The present study is mainly focused on monthly, seasonal, and annual variations of RH. However, diurnal variations and cloud vertical distribution analyses can be valuable for understanding the tropical atmospheric water vapor feedback mechanism, which can be implemented using satellite-based observations [40]. Given the extreme climate variability under anthropogenic global warming, extreme climate events are more crucial than mean variability [41]. Therefore, future research will be carried out to verify the variation of RH, CAPE, and CIN during extreme climate events.

5. Summary and Conclusions

The main conclusions are summarized below.

• Relative humidity (RH) shows a large value in all stations except the Northwest stations during monsoon season, followed by post-monsoon season, and minimum in pre-monsoon season. The highest values are observed over the West Coast, followed by the East Coast and Northeast, and the minimum in Northwest in annual variability.
• Monthly variation of RH over the East and West Coasts shows a different picture compared to other regions.

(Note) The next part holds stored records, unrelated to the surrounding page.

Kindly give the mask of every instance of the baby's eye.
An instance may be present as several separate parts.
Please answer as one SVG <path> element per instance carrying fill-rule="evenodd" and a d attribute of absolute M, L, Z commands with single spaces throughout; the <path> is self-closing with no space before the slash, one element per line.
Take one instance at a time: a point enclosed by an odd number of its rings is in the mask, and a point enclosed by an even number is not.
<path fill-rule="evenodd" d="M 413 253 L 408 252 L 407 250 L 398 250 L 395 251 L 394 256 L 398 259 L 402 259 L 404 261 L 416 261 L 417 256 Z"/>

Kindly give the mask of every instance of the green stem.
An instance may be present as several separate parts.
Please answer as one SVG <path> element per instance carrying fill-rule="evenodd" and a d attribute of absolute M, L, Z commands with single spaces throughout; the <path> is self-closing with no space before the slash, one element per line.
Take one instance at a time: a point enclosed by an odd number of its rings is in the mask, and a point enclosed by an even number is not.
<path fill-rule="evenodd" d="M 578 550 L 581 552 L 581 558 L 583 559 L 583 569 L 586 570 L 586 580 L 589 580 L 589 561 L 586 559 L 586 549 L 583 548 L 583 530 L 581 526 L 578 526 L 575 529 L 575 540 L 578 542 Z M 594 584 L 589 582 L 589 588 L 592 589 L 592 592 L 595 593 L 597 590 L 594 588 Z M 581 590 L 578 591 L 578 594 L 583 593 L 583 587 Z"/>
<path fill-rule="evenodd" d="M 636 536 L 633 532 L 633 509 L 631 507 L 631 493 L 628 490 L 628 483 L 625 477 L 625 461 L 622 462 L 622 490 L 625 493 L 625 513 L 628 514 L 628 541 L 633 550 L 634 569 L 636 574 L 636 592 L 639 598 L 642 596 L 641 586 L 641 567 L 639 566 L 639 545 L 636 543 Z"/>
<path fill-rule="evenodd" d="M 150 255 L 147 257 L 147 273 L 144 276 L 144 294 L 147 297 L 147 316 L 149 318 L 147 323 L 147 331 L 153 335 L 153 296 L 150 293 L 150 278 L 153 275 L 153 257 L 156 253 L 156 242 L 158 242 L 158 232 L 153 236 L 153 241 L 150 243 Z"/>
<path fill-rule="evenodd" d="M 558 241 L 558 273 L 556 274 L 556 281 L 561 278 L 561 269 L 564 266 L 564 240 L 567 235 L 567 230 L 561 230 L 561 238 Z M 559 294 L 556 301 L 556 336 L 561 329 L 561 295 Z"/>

The RH starts increasing from January and reaches a maximum during August and then decreases, whereas in other regions (South India, Northwest India, and Central India), the RH starts decreasing from January and reaches a minimum in April and again starts increasing and peaks to a maximum in August and later decreases.
• An increase in RH during monsoons is noticed over central India. This increase in RH can be related to the increase in surface temperature. Northwest India shows a sharp increase in RH annually compared to other regions. This increase in surface RH might be due to the increase in vegetation over this region.
• The highest values of Convective Available Potential Energy (CAPE) are observed over the West and East Coasts during pre-monsoon, monsoon, and post-monsoon seasons. Very low values are noticed during winter in the maximum number of stations. A completely opposite pattern is observed in Convective Inhibition (CIN) compared to CAPE variability, which is expected. The highest values of CAPE correspond to the lowest values of CIN and vice versa.
• Region-wise viability of CAPE follows a similar pattern to RH. In West and East Coast stations, CAPE increases from January and attains a peak value during the month of May and decreases later, again reaching a maximum in September and decreasing thereafter. In these regions, during pre-monsoon season, instability conditions occur during severe land surface heating. In other regions, the increase in CAPE observed from January reaches a peak in August and decreases thereafter.
• A significant increase in CAPE is observed over central India, followed by the East Coast region. The increase in moisture can lead to higher values of CAPE in these regions.